A primo acchito direi pochi. Sicuramente gli addetti ai lavori, le scuole di volo, le università, ma non essendo una rockstar ed essendo passati più di 50 anni dalla sua morte il ricordo comincia a svanire. E poi, a parte il fatto che neppure quando era in vita Bellanca sapeva pubblicizzare bene il suo lavoro, ricordiamoci che era un costruttore di aerei, e solitamente, quando si compiva un’impresa aviatoria, la fama e i titoli dei giornali andavano soprattutto ai piloti. Però posso dire che uno dei motivi che mi ha spinto a iniziare la ricerca su Bellanca è stato un articolo di una paginetta pubblicato nel giornale “Giro campo” pubblicato dall’aero club Brescia a firma di Pierre Verzelletti. Leggendo quell’articolo ho capito che stavo cominciando a scoprire qualcosa di importante: un genio dell’aviazione mondiale.   
 
Ci parli un po' del libro. Com'è nata e come si è sviluppata l'idea? Che materiali ha consultato per la stesura?
L’idea è nata da un mio amico e lontano parente di Bellanca. Avevo scritto un libro sulla storia dei sindaci di Sciacca (città dove è nato Bellanca, ndr) e Filippo Bellanca mi propose di scriverne uno su quel suo lontano parente. All’inizio non avevo idea da dove cominciare e cosa avrei trovato. Le solite iniziali ricerche su Google, qualche articolo su quotidiani italiani e poi un abbonamento a tutti i quotidiani americani per avere accesso alle edizioni dei primi del 900, contatti con lo Smithsonian che mi inviò del materiale, ricerche in biblioteche e vecchi libri americani dedicati proprio a Bellanca, e contatti con le associazioni americane che ricordano Bellanca e con alcuni suoi parenti.

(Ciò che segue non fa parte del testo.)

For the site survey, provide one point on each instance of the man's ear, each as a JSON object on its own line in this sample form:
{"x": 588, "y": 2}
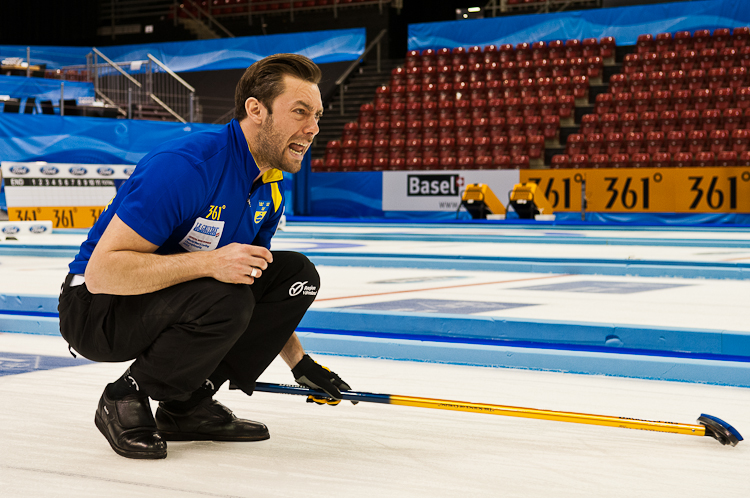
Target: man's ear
{"x": 255, "y": 110}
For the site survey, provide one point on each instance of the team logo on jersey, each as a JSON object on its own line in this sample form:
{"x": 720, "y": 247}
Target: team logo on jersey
{"x": 260, "y": 213}
{"x": 49, "y": 170}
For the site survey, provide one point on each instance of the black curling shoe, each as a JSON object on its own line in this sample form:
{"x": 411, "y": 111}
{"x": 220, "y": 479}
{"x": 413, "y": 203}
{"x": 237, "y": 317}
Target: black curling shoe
{"x": 209, "y": 421}
{"x": 129, "y": 427}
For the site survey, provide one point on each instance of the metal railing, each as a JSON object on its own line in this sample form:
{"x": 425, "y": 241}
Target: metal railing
{"x": 143, "y": 89}
{"x": 196, "y": 13}
{"x": 342, "y": 79}
{"x": 540, "y": 6}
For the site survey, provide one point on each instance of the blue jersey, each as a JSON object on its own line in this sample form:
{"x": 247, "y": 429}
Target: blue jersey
{"x": 195, "y": 193}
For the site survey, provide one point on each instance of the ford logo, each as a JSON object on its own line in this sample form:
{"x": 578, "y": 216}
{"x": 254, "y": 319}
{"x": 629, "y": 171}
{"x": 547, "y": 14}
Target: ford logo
{"x": 49, "y": 170}
{"x": 19, "y": 170}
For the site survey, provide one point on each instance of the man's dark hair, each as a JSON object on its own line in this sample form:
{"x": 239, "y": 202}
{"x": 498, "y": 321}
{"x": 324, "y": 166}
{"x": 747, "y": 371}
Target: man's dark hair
{"x": 264, "y": 80}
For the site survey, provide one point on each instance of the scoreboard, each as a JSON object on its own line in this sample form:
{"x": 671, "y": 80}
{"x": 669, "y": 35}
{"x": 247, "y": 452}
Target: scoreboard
{"x": 69, "y": 195}
{"x": 646, "y": 190}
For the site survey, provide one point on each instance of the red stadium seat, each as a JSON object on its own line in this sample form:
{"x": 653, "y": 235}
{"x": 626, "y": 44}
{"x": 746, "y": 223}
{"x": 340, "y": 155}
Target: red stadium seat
{"x": 534, "y": 146}
{"x": 579, "y": 161}
{"x": 661, "y": 160}
{"x": 640, "y": 160}
{"x": 593, "y": 143}
{"x": 696, "y": 79}
{"x": 676, "y": 80}
{"x": 589, "y": 123}
{"x": 657, "y": 80}
{"x": 726, "y": 158}
{"x": 629, "y": 122}
{"x": 689, "y": 120}
{"x": 630, "y": 64}
{"x": 711, "y": 119}
{"x": 648, "y": 121}
{"x": 675, "y": 141}
{"x": 560, "y": 161}
{"x": 721, "y": 38}
{"x": 610, "y": 123}
{"x": 716, "y": 76}
{"x": 707, "y": 59}
{"x": 661, "y": 100}
{"x": 687, "y": 60}
{"x": 638, "y": 82}
{"x": 590, "y": 47}
{"x": 669, "y": 61}
{"x": 718, "y": 141}
{"x": 651, "y": 62}
{"x": 696, "y": 141}
{"x": 740, "y": 139}
{"x": 565, "y": 105}
{"x": 641, "y": 101}
{"x": 623, "y": 102}
{"x": 737, "y": 77}
{"x": 654, "y": 142}
{"x": 683, "y": 40}
{"x": 599, "y": 161}
{"x": 702, "y": 99}
{"x": 550, "y": 127}
{"x": 603, "y": 103}
{"x": 519, "y": 162}
{"x": 574, "y": 144}
{"x": 613, "y": 143}
{"x": 733, "y": 119}
{"x": 704, "y": 159}
{"x": 701, "y": 39}
{"x": 633, "y": 142}
{"x": 619, "y": 161}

La cosa che mi è dispiaciuta, se posso dirlo, è che mentre ho trovato piena collaborazione in alcuni parenti di Bellanca che abitano a Sciacca e a Palermo, da altri, a cui ho chiesto notizie e foto, ho ricevuto solo dinieghi. E non ho ne mai capito il motivo. Comunque, mi accorgevo che più andavo avanti più quel Bellanca era una continua scoperta. I suoi piloti e quelli che avevano pilotato i suoi aerei erano americani, peruviani, lituani, italiani, tedeschi e per ogni volo c’era una storia da raccontare. E’ stata una ricerca entusiasmante e commovente. Lo ammetto, mi sono commosso quando ho incrociato la storia di Francesco De Pinedo.
 
Alla fine del libro c'è anche una perizia grafologica su alcuni scritti di Bellanca. Cosa emerge?
Emerge la figura di un uomo intelligente, concreto, di uno che non amava le teorie astratte o le situazioni poco chiare. Bellanca era risoluto, decideva l’obiettivo e organizzava l’azione cercando di risolvere immediatamente i problemi pratici. Come ebbe a dire Elinor Smith, il suo capo collaudatore: Bellanca è uno che ride, si diverte, e a tavola è spassosissimo, ma quando siamo al lavoro cambia completamente, diventa preciso e se necessario burbero.